今では水辺に浮かぶ小島のようになり、遊歩道が設置されて公園になっています。 佐用姫が恋人に鏡山から袖を振って別れをおしんだという伝説があります。
昔、新羅に出陣する大伴狭手彦を、松浦佐用姫はこの山から領布を振って見送ったといい「領布振山」とも呼ばれています。
伊能忠敬の『測量日記』にこのことが次のように記されています。 「神功皇后、此山に御登り鏡を以って御姿を見給う。旅の労の影恥ずかしと鏡を捨て給いしより鏡村鏡山という。
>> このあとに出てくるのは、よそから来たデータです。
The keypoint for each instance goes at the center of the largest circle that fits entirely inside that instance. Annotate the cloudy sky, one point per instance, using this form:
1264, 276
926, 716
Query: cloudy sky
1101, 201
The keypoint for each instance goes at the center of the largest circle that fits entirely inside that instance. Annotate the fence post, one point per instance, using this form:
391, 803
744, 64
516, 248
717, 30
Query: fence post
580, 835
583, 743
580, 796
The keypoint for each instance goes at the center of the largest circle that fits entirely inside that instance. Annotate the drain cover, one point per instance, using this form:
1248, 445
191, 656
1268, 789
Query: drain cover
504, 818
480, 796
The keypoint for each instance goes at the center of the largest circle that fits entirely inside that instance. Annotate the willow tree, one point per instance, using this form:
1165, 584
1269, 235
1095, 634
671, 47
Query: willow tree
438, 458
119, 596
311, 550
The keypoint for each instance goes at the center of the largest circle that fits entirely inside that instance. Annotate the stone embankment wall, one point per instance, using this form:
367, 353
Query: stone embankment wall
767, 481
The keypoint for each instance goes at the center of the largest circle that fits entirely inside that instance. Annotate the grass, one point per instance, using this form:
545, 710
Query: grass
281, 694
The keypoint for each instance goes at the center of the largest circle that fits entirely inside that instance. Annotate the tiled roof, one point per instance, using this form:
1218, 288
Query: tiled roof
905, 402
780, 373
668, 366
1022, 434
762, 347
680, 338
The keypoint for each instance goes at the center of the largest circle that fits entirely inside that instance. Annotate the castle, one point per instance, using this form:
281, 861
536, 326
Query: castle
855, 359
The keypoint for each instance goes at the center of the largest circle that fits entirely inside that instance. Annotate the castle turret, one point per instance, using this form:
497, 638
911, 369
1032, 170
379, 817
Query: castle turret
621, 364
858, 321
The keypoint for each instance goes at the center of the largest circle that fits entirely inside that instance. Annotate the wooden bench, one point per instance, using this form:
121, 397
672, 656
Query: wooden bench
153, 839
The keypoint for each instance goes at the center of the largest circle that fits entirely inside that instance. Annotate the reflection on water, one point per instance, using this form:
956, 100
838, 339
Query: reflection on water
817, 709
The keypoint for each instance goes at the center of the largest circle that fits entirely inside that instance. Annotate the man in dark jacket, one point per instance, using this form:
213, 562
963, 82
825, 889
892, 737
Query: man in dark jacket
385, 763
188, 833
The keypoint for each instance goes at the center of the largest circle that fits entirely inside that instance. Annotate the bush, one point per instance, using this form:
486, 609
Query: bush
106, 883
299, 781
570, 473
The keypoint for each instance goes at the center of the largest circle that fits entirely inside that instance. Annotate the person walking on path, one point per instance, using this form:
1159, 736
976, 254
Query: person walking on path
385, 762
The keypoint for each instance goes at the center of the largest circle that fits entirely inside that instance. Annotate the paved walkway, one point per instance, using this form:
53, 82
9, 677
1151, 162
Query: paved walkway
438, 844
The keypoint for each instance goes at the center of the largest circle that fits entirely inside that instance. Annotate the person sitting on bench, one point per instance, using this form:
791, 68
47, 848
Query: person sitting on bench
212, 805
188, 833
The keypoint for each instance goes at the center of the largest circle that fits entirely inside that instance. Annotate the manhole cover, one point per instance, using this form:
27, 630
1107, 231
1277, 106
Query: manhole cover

大伴狭手彦、三韓征伐のとき風雨にて船を松浦に寄せ日数を送るとき松浦県の王、慰めに佐用姫を出しけるに、容色諸人に勝れたるにより、狹手彦大いに愛し、姫も又深く恋慕しける。狭手彦発船に及んで、姫離別を愁傷して鏡山の頂に登り上衣をぬぎ狭手彦の乗船を招き悲哀す。
此より鏡山を領布振山と号す。姫わかれにたえず遂に鏡山の麓に死す。化して石となる」 山上憶良の歌は「遠つ人松浦佐用姫夫恋に領布振りしより負える山の名」とあります。